Module 4: Scale, Reliability & Performance
Primary texts: The Site Reliability Engineering Book (Beyer et al., Google) and The Site Reliability Workbook as the operating model; System Design Primer for the scalability vocabulary; Fundamentals of Software Architecture (Richards, Ford) for architecture characteristics and fitness functions
Selective support: Brendan Gregg's Systems Performance for the USE method; Richard Cook's How Complex Systems Fail; Principles of Chaos (principlesofchaos.org); Neil Gunther's Universal Scalability Law papers; the local system-design-primer chunks for latency numbers, caching levels, and availability patterns
This module is where "my service works on one box" becomes "my service survives a Black Friday spike, one bad deploy, and a regional outage without waking anyone up at 3am who shouldn't be awake." You already know distributed-systems fundamentals (Semester 6, Module 5) and replication and partitioning (Semester 6, Module 3). Here you learn the operating discipline that makes those designs stay up under real load and real failure.
Scope of This Module
This module is not "a catalog of scalability tricks." It is where reliability stops being a vibe and becomes a number, where performance stops being a benchmark and becomes a distribution, and where incident response stops being heroics and becomes a lifecycle.
What it covers in depth:
- latency, throughput, and utilization as three different quantities, and the USE, RED, and Four Golden Signals families that monitor them
- why averages hide outages and why the entire production dialect of "performance" is written in percentiles
- Amdahl's Law and the Universal Scalability Law, and why throwing machines at a problem has a ceiling
- vertical versus horizontal scaling and why "stateless" is the word that separates the two worlds
- statelessness, sticky sessions, and external session stores
- caching at every layer of the stack, cache update patterns, and why "there are only two hard problems in CS" is about this
- Service Level Indicators, Service Level Objectives, and error budgets as the contract between reliability and velocity
- cascading, correlated, and gray failures - the three failure patterns that defeat naive redundancy
- chaos engineering and game days as the empirical discipline that replaces "we tested it in staging"
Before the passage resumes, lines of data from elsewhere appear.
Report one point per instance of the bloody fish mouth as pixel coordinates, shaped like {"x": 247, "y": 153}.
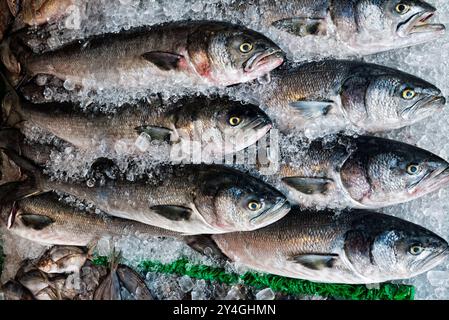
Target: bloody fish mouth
{"x": 418, "y": 23}
{"x": 261, "y": 58}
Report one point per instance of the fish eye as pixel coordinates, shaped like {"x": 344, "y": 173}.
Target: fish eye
{"x": 254, "y": 205}
{"x": 402, "y": 8}
{"x": 413, "y": 169}
{"x": 416, "y": 249}
{"x": 246, "y": 47}
{"x": 234, "y": 121}
{"x": 408, "y": 94}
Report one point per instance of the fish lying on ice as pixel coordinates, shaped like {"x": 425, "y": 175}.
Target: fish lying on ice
{"x": 330, "y": 95}
{"x": 365, "y": 26}
{"x": 178, "y": 54}
{"x": 349, "y": 247}
{"x": 47, "y": 220}
{"x": 362, "y": 172}
{"x": 220, "y": 125}
{"x": 191, "y": 199}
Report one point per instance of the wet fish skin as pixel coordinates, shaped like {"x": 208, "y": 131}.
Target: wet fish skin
{"x": 355, "y": 247}
{"x": 363, "y": 172}
{"x": 365, "y": 26}
{"x": 185, "y": 53}
{"x": 67, "y": 226}
{"x": 339, "y": 93}
{"x": 191, "y": 199}
{"x": 62, "y": 260}
{"x": 191, "y": 119}
{"x": 13, "y": 290}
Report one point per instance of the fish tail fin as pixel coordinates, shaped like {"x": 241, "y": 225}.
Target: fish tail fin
{"x": 10, "y": 101}
{"x": 12, "y": 52}
{"x": 33, "y": 184}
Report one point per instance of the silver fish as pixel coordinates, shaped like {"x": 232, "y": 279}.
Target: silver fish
{"x": 351, "y": 247}
{"x": 47, "y": 220}
{"x": 191, "y": 199}
{"x": 221, "y": 126}
{"x": 335, "y": 94}
{"x": 181, "y": 54}
{"x": 364, "y": 172}
{"x": 365, "y": 26}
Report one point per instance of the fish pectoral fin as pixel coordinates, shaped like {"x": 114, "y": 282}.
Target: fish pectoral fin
{"x": 175, "y": 213}
{"x": 312, "y": 109}
{"x": 156, "y": 133}
{"x": 308, "y": 185}
{"x": 316, "y": 261}
{"x": 165, "y": 60}
{"x": 205, "y": 245}
{"x": 302, "y": 27}
{"x": 36, "y": 222}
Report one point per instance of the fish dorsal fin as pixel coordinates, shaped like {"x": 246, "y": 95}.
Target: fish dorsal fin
{"x": 35, "y": 221}
{"x": 172, "y": 212}
{"x": 316, "y": 261}
{"x": 302, "y": 27}
{"x": 206, "y": 245}
{"x": 165, "y": 60}
{"x": 156, "y": 133}
{"x": 309, "y": 185}
{"x": 312, "y": 109}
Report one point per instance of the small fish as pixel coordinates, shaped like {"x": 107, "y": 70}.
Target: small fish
{"x": 363, "y": 172}
{"x": 365, "y": 26}
{"x": 335, "y": 94}
{"x": 221, "y": 126}
{"x": 180, "y": 54}
{"x": 133, "y": 283}
{"x": 13, "y": 290}
{"x": 33, "y": 13}
{"x": 355, "y": 247}
{"x": 191, "y": 199}
{"x": 60, "y": 259}
{"x": 47, "y": 220}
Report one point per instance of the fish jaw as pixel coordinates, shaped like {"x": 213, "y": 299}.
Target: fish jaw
{"x": 417, "y": 25}
{"x": 266, "y": 218}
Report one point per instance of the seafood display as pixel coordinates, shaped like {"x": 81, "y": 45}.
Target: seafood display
{"x": 134, "y": 134}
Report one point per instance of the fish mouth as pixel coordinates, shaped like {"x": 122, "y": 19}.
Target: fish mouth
{"x": 279, "y": 210}
{"x": 264, "y": 58}
{"x": 431, "y": 261}
{"x": 424, "y": 105}
{"x": 418, "y": 23}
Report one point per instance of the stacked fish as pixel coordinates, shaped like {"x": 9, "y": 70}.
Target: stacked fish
{"x": 311, "y": 220}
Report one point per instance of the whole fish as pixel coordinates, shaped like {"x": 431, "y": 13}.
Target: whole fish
{"x": 191, "y": 199}
{"x": 221, "y": 126}
{"x": 363, "y": 172}
{"x": 47, "y": 220}
{"x": 365, "y": 26}
{"x": 331, "y": 95}
{"x": 181, "y": 54}
{"x": 349, "y": 247}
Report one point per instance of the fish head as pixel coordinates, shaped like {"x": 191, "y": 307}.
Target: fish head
{"x": 385, "y": 248}
{"x": 241, "y": 125}
{"x": 380, "y": 98}
{"x": 383, "y": 172}
{"x": 233, "y": 201}
{"x": 378, "y": 25}
{"x": 237, "y": 54}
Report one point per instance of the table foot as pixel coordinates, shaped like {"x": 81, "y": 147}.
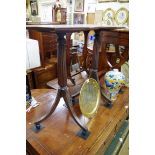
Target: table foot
{"x": 37, "y": 127}
{"x": 52, "y": 109}
{"x": 83, "y": 134}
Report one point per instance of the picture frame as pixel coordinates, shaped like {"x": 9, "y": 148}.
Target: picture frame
{"x": 34, "y": 8}
{"x": 78, "y": 18}
{"x": 79, "y": 6}
{"x": 102, "y": 1}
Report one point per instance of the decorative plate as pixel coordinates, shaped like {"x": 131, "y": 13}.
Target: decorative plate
{"x": 108, "y": 16}
{"x": 121, "y": 16}
{"x": 89, "y": 98}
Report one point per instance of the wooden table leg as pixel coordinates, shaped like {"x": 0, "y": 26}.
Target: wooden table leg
{"x": 68, "y": 58}
{"x": 63, "y": 91}
{"x": 94, "y": 68}
{"x": 96, "y": 48}
{"x": 85, "y": 51}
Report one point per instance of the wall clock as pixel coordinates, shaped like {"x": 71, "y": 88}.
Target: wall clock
{"x": 108, "y": 17}
{"x": 121, "y": 16}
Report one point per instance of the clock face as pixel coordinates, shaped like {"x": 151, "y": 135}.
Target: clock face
{"x": 89, "y": 97}
{"x": 108, "y": 16}
{"x": 121, "y": 16}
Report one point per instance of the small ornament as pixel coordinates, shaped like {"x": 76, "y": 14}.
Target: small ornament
{"x": 113, "y": 81}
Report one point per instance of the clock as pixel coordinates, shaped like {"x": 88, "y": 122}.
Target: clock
{"x": 108, "y": 17}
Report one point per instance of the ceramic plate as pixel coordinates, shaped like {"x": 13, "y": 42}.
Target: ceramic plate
{"x": 89, "y": 97}
{"x": 121, "y": 16}
{"x": 108, "y": 16}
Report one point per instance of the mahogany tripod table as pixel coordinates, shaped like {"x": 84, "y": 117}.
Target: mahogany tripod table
{"x": 61, "y": 31}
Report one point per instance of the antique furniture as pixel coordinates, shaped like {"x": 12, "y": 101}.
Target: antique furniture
{"x": 58, "y": 136}
{"x": 110, "y": 60}
{"x": 63, "y": 91}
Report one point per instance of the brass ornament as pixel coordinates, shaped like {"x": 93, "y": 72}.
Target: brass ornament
{"x": 89, "y": 98}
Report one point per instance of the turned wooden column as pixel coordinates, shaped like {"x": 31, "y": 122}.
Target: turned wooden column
{"x": 96, "y": 48}
{"x": 68, "y": 57}
{"x": 85, "y": 51}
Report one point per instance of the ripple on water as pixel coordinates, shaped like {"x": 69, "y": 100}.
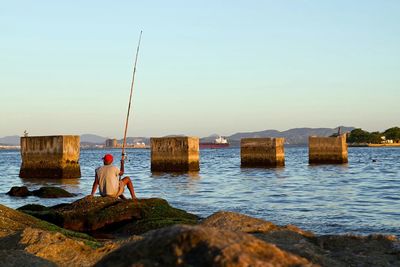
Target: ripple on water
{"x": 360, "y": 197}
- Little's Law, queuing intuition, and back-pressure as the math behind overload
- load shedding, rate limiting, and admission control as the levers you actually pull under overload
- capacity planning with headroom, peaks, and growth curves
- the three pillars of observability: metrics, logs, traces
- the incident lifecycle: detect, triage, mitigate, resolve, review
- blameless postmortems and the learning systems that turn one outage into structural improvements
What it deliberately does not try to finish here:
- a full performance-tuning curriculum (flame graphs, kernel tracing,
perf, eBPF) - database-specific tuning beyond what Semester 6 covered
- a complete incident-command playbook (that belongs in Module 5 leadership context)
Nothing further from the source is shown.